Slashdot Mirror


Open Source Automated Text Summarization?

TrebleJunkie writes "I've spent some time recenting looking for open source projects dealing with Automated Text Summarization -- automatically generating detailed summaries from longer documents -- to no avail. I can find a lot of research papers and several commercial projects, but no open source code or projects? Does anyone out there know of any?"

4 of 38 comments (clear)

  1. Re:maybe a dumb question by PurpleBob · · Score: 3, Informative

    is there a non-free program that does this?

    Microsoft Word.

    It doesn't do it all that well, from what I've seen, but it does it. It's called "AutoSummarize".

    --
    Win dain a lotica, en vai tu ri silota
  2. Re:maybe a dumb question by 90XDoubleSide · · Score: 3, Informative

    Mac OS X’s has a built-in Summarize Service that works much better than the one in Word, IMO. Sorry I can't think of any open source ones.

    --
    "Reality is just a convenient measure of complexity" -Alvy Ray Smith
  3. Some related information by f00zbll · · Score: 3, Informative
    I did some research into this for a pet project of my own. I wanted to write an application to crawl the web and get information. After a couple months of research, I realized how big of a problem it is.

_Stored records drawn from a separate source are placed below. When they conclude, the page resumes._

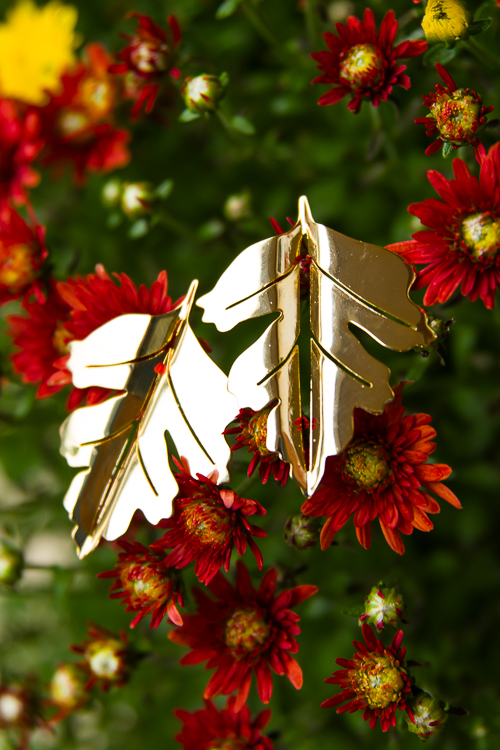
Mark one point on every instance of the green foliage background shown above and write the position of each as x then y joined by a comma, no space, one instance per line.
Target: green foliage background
360,174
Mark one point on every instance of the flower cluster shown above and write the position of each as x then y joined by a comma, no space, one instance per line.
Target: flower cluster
107,659
455,114
62,108
209,728
363,63
461,246
147,60
71,311
252,432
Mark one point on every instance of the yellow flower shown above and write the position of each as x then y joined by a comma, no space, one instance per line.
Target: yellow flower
446,21
36,46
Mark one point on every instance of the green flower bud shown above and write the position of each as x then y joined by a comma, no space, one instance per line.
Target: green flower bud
383,606
67,687
111,192
137,198
301,531
11,563
446,21
203,93
429,717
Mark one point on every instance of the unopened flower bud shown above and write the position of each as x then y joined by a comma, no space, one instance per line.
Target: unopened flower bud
18,708
67,688
301,531
11,563
107,658
111,192
429,717
137,198
237,207
203,93
446,21
383,606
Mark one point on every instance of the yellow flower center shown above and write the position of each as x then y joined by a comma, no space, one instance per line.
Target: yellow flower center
365,464
445,21
16,267
11,709
149,57
256,432
104,659
480,234
457,116
65,687
245,631
362,66
61,339
36,46
379,679
227,744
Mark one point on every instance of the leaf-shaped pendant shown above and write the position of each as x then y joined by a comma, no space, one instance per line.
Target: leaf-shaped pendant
170,384
351,282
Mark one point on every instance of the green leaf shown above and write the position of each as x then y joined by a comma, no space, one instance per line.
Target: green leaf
439,53
479,26
114,219
188,116
227,8
242,125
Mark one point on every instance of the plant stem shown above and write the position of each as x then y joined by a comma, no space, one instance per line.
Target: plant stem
311,24
482,54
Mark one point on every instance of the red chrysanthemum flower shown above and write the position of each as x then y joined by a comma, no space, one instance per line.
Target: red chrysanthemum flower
74,309
66,691
242,631
209,728
375,680
456,114
22,252
108,659
382,473
20,143
78,125
145,584
462,245
252,432
207,523
363,64
147,61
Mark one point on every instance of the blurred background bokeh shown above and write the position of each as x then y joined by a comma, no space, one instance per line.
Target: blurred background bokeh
220,186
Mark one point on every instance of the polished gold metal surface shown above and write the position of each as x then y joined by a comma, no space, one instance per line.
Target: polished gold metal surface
352,283
169,384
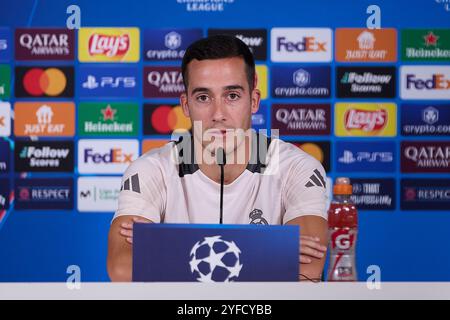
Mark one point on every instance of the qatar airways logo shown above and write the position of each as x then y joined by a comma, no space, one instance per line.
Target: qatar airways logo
365,120
109,45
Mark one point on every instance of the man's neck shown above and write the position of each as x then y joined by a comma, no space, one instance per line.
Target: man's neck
231,170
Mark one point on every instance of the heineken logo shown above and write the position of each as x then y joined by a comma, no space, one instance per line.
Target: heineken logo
426,45
113,119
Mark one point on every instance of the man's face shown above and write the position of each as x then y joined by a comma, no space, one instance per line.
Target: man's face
218,97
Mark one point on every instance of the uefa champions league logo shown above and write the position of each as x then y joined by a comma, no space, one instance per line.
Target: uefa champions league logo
215,260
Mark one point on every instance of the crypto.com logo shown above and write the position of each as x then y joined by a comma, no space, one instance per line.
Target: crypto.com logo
235,143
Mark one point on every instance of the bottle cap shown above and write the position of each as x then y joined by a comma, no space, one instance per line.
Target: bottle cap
342,186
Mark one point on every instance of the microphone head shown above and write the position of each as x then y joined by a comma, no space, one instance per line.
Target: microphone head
221,156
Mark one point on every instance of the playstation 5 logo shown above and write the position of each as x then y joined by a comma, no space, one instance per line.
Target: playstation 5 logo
91,83
111,82
347,157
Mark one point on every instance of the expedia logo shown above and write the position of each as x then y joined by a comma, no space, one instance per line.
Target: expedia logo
163,82
106,156
44,156
425,82
365,120
44,44
98,194
425,156
164,119
44,82
374,194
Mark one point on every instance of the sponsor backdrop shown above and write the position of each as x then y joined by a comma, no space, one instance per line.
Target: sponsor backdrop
77,106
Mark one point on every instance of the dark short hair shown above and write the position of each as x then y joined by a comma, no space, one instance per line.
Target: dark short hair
219,47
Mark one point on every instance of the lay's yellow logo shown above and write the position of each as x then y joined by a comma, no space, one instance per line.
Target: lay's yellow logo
108,45
365,119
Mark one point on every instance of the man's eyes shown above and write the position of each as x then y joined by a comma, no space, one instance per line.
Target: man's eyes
202,98
233,96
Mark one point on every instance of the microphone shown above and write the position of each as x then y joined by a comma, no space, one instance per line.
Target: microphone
221,161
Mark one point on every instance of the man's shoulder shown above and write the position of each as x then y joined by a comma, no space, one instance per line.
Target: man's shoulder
161,158
290,155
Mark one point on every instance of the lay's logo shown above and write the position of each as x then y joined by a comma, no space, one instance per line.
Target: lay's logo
108,45
365,119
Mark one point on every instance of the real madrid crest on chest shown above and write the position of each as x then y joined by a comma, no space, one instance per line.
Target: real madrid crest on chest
256,217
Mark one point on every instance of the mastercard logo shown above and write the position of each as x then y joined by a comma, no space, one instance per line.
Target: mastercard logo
38,82
168,119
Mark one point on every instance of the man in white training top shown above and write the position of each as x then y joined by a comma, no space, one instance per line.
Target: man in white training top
266,180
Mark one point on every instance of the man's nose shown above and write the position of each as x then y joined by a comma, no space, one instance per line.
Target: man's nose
219,111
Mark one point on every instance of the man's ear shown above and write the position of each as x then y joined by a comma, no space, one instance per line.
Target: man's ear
255,95
184,104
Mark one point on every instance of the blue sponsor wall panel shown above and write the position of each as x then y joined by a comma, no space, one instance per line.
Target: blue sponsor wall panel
407,236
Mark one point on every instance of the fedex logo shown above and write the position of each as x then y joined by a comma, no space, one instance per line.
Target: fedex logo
301,44
425,82
115,155
437,81
306,44
106,156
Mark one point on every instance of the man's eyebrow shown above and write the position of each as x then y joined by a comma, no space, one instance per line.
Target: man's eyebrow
200,89
234,87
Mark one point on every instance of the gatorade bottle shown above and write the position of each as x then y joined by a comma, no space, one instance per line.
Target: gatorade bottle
342,233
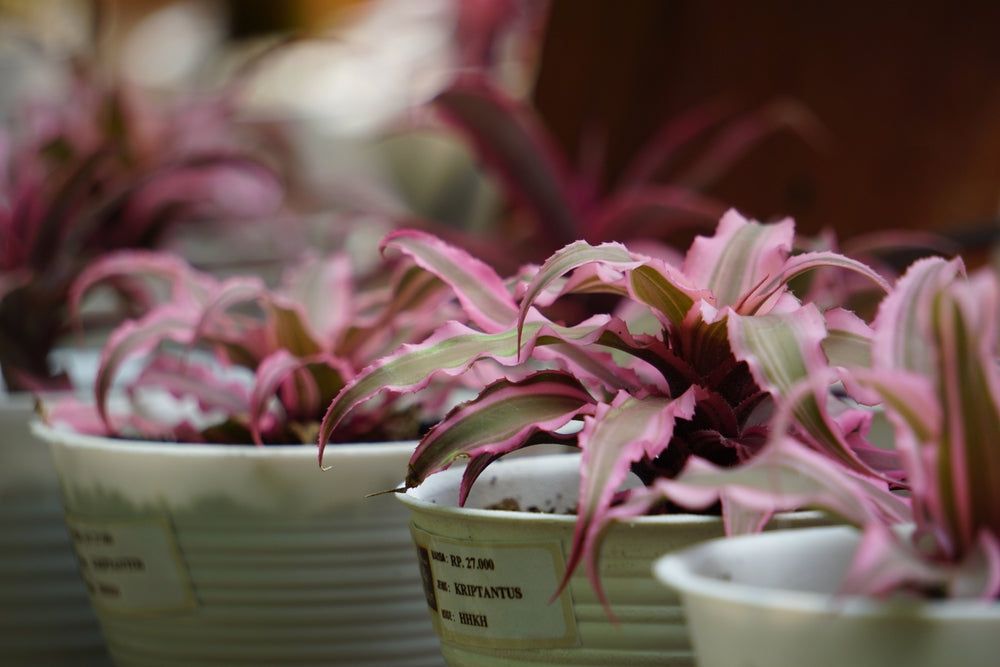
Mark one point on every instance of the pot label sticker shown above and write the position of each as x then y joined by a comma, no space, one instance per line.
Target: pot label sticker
496,594
131,566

    1. the application needs to be able to determine the relevance of the provided text
    2. to do so, it needs to determine the relative importance of the sentences and words
    3. it has to be able to compose new sentence to write a summary
    4. not all documents follow good structure or grammer
    5. how do you account for spelling/grammar mistakes

    From my research, there appears to be two primary methods of performing this kind of processing:

    1. natural language parsing
    2. statistical parsing

    Of the two, statistical parsing is more popular these days because it doesn't require knowledgebase, expert system shells, grammar modeling and extensive dictionary. One of the primary method of determining the relative importance of words in a sentence is valence. The main challenge with natural language parsing and statistical technique is it depends on the training dataset. The more specific the dataset is, the better it will perform.

    Statistical analysis can also use expert system shells and other AI technologies to improve accuracy, but it doesn't have to.

    From my understanding (which is limited), it stems from a principle from linguistics. By counting the frequency of words or more specifically nouns, the program is able to rate each nouns importance. Once it got done, it could then look at the sentence that best describes the document by doing a comparison between the most importance words and the appearance of those words in the sentences. I remember this from my literature and linguistics classes. Congnitive science has also attempted to solve this problem, but it is very difficult.

    In either case, if you dealing with well structured documents, your best bet is to grab the first 3 paragraphs assuming the author followed standard thesis/essay structure. If you're planning on summarizing new articles, it might not be that hard if the author followed the inverted pyramid, which many do not. One of the big tools of natural language parsing in the early days was prolog. It is still used a lot in academic settings for natural language processing. You're best bet is to get an intern to read and summarize for yo

  4. Sherlock by maggard · · Score: 3, Informative
    Apple's Sherlock application does this.

    It's not Open but it is scriptable, is not an additional cost, and is available on a Unix OS (MacOS X) Indeed through Apple's Open Scripting Architecture (OSA) one can use any number of scripting languages such as Python, Perl, and even JavaScript to interact with the application.

    Feed it a document, tell it to summarize and back will come a generally useful précis. For folks directly on a Mac (MacOS 8.6 or newer incl. X) simply highlight a document or portion of text and select "Summarize" from the contextual menu.

    --
    I don't read ACs: If a post isn't worth so much as a nom de plume to its author then I wont bother either.